The European Parliament is now discussing a draft proposal of the European Commission to establish a EU directive on trade secrets. Right now the protection of trade secrets is left up to Member States. Such protection against unlawful acquisition, disclosure and use of trade secrets is necessary for a fair commercial environment for businesses. But the circulation of knowledge is also essential to the innovation and creation process, while transparency and access to information are essential to environmental, health and consumer protection.
A proper balance needs to be found to avoid abusive claims of improper use of trade secrets and overbroad protection.
A clear and legally sound definition
The role of a European directive is to set fair and clear rules. If its definition of what constitutes trade secrets is too vague this will create legal uncertainties and facilitate abuses of the notion by the most powerful economic players to the detriment of the smaller ones and of society as a whole. It is also important to remember that this directive will serve as the only EU benchmark in the context of the negotiation of the TTIP agreement on the issue of trade secrets: we don't want neither the US government nor the multinationals legally based in the US to take avantage of the legal loopholes in the directive.
In the vast majority of EU countries, contrary to the US, trade secrets protection is not an intellectual property right (IPR). Therefore its application should not lead to the creation of new exclusive rights. The use of IPR terminology in the Commission proposal creates ambiguities and may impact legal interpretations in cases of litigation.

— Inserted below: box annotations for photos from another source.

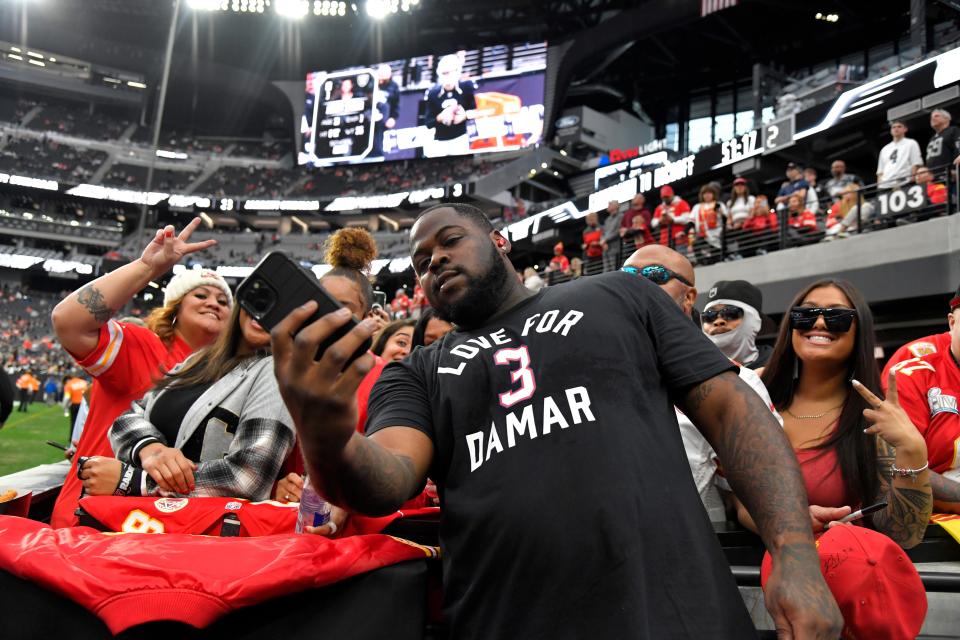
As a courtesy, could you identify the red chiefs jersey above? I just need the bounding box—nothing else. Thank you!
[787,210,817,231]
[50,320,191,527]
[653,198,690,245]
[892,348,960,479]
[80,496,298,537]
[880,331,950,392]
[0,516,437,634]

Guaranteeing legitimate rights and access to information
The directive needs to establish, without any ambiguity, cases where the disclosure of information shall not fall under the its scope. Such cases must include when disclosure is required by EU or national rules or when it is part of public authorities' mandate.

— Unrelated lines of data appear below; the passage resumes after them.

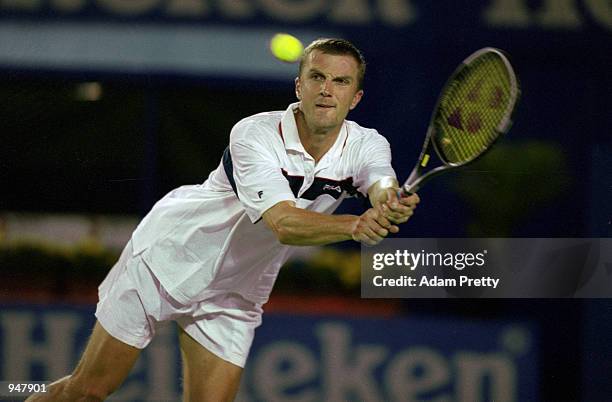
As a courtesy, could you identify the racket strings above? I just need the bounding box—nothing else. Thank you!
[435,53,512,163]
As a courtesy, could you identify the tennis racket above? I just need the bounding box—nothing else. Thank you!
[399,47,520,197]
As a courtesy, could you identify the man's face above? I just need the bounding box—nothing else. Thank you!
[295,50,363,132]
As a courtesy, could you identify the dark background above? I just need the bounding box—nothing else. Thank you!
[0,0,612,400]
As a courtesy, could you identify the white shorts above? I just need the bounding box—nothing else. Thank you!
[96,241,263,367]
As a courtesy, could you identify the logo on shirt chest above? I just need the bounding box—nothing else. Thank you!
[323,184,342,193]
[282,169,359,201]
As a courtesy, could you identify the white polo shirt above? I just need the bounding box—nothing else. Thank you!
[132,103,395,304]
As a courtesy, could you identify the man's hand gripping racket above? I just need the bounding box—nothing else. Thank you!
[398,47,520,197]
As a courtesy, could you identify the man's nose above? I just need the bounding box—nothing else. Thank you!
[321,80,331,96]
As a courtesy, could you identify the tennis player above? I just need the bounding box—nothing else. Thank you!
[28,39,419,402]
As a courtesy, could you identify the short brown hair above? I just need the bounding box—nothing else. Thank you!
[298,38,366,89]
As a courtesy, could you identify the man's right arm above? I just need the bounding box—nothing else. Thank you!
[262,201,399,246]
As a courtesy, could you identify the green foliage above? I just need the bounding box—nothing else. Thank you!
[454,141,571,237]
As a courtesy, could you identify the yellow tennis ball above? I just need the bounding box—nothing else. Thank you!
[270,33,304,63]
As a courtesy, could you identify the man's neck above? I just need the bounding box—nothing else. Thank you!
[295,110,342,162]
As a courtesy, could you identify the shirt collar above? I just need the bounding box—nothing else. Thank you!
[280,102,348,161]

More generally protection of trade secrets must not undermine legitimate public interest, such as consumer protection, the protection of workers, the protection of human, animal or plant life, the protection of the environment, the prevention of unfair competition and the safeguarding of fundamental rights, including freedom of expression and information.

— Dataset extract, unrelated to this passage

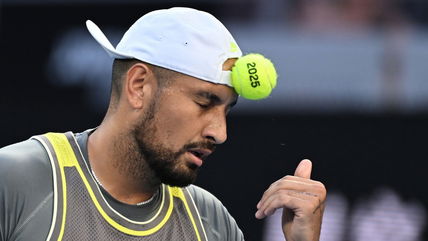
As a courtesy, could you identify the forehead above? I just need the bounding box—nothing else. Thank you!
[170,72,238,100]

Guaranteeing mobility of employees
Circulation of knowledge and skills goes hand in hand with the mobility of the employees, contributing to making industrial actors and research sectors more dynamic and creative, as demonstrated by the Silicon Valley. Several studies have shown that regions or states that enforce strong non-compete agreements between employers and employees are subject to « brain drain » of the most highly skilled workers, reduced investment and innovation.
Employees need to be able to move from company to company. Employers should not be in a position to take former employees to court on claims of unlawful access or use of trade secrets many years after the employees have left (the Council is asking for 6 years). Generally, there needs to be a proper balance between the employees who create new ideas and the companies who provide the resources and the environment for the development of these ideas.